Feminist icon Gloria Steinem helmed a group of 30 female activists Sunday in crossing the heavily fortified (and paradoxically named) demilitarized zone (DMZ) between North and South Korea. The Women Cross DMZ march included several Nobel laureates, and strove to encourage peace between the embattled halves of the Korean peninsula, which is still in a technical state of war after the 1953 ceasefire that established the 38th parallel divide that continues to define the status quo.
The DMZ is a few-mile wide strip between the North and South which has been constantly stacked with troops on both sides for six decades. Land mines also speckle the length of the zone.
After a several day goodwill visit with women in North Korea – documented with streaming video feed – Women Cross DMZ traversed the zone by bus. The group received express permission from both Pyongyang and Seoul for the crossing. For Steinem, the DMZ that splits the Korean peninsula is packed with emotional power: “it’s hard to imagine any more physical symbol of the insanity of dividing human beings,” she said last month in a public event announcement.
Few would argue with the contention that the DMZ is a politically-fraught demarcation. But some analysts have argued that Women Cross DMZ’s approach invoked an unjustifiable argument that insisted on a false equivalency between the two sides. By calling for peace and tolerance from both sides, these analysts allege, Steinem and her fellow marchers essentially endorsed the North Korean government as legitimate. Furthermore, their insistence on keeping the event as balanced and apolitical as possible was an immoral choice in light of systemic human rights abuses propagated by the so-called “Hermit Kingdom.” One op-ed argued that casting peace as a feminist issue was particularly pernicious, given the well-documented gender-based violence throughout the North.

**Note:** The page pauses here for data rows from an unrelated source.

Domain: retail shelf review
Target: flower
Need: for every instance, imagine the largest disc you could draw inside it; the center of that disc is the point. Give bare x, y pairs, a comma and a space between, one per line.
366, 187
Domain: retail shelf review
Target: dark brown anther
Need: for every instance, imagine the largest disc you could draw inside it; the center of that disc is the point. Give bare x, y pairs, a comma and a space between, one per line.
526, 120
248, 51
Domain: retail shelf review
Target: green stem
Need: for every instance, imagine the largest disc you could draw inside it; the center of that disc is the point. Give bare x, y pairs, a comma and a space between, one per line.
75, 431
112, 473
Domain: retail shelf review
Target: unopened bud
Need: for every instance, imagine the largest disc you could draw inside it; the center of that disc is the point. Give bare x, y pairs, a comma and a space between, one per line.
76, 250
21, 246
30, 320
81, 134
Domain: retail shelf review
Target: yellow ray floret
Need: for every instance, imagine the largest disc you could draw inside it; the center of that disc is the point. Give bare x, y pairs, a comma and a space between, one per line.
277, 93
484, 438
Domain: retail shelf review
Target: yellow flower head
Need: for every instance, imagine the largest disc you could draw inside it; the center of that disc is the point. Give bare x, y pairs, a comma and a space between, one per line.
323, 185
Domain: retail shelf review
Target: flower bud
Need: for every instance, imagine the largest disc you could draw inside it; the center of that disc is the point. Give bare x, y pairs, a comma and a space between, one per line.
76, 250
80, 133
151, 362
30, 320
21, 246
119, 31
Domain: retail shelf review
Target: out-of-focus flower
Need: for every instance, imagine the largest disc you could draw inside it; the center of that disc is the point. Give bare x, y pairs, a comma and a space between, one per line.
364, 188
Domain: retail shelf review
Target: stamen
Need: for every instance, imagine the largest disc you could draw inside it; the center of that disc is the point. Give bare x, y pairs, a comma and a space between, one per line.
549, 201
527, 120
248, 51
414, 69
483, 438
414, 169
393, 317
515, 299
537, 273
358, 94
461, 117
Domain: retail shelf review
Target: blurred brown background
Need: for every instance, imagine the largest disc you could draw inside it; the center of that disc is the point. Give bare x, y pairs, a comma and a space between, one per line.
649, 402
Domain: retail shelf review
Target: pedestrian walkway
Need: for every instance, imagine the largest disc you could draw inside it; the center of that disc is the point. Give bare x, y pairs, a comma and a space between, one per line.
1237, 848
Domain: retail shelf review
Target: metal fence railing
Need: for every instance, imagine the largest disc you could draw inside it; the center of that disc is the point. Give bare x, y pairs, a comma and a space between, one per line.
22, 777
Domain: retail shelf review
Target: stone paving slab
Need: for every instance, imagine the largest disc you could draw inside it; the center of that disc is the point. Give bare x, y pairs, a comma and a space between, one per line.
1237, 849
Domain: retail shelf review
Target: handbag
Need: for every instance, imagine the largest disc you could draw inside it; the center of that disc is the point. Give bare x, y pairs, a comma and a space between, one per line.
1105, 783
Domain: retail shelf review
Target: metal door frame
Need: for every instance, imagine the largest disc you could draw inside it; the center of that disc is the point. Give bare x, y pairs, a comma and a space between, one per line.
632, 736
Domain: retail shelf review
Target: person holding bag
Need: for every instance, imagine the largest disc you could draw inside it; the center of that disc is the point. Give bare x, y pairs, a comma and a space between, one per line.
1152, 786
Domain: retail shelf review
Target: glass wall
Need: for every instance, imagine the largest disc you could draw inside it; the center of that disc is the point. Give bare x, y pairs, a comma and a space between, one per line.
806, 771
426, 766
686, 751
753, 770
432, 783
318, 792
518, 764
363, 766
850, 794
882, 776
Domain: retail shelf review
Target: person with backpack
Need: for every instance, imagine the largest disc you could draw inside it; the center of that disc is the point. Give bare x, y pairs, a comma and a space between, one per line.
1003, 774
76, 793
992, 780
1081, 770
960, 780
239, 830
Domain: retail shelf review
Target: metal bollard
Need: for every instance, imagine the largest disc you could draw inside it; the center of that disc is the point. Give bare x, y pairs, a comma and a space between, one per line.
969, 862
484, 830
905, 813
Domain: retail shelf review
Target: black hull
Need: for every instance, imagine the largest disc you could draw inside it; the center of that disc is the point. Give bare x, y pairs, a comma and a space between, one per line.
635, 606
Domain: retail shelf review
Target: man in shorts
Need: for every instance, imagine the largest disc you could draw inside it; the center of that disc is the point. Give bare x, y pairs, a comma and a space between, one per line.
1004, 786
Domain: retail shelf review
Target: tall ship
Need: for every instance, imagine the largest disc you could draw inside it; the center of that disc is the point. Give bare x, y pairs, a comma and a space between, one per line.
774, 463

Those holding this view met Women Cross DMZ with a protest on the South Korean side of the border. There were around 500 protesters in all, some of whom were North Korean defectors. Many argued that Steinem was essentially complicit in a pro-Pyongyang PR campaign, since the goodwill visit was with women specifically selected (and presumably strictly coached) by the North Korean government. As one former Seoul legislator put it, “I don’t like the way these ladies, Steinem and so-called Nobel Prize laureates, are participating in this one-sided propaganda event.” He went on to malign the group as “useful idiots in the service of North Korea’s interests.”
Before the march, Steinem defended her choice to follow through with the planned events. “It seems to me that in the past, no contact has not worked. So we feel it’s important that we try reaching out – friendship, contact, walking, doing with our physical selves what we hope can be done politically.”
The debate between engagement and regime isolation closely mirrors the debate surrounding the ethics of North Korean tourism, which could have the positive effect of exposing Northerners to outsiders but still enriches repressive officials. Incidentally, these discussions are unlikely to end any time soon: support for reunification is currently low among South Koreans, who worry about footing the bill for absorbing the Pyongyang-run economy – and the North Korea propaganda machine will surely continue to stage flattering visits for dignitaries eager to give them the benefit of the doubt.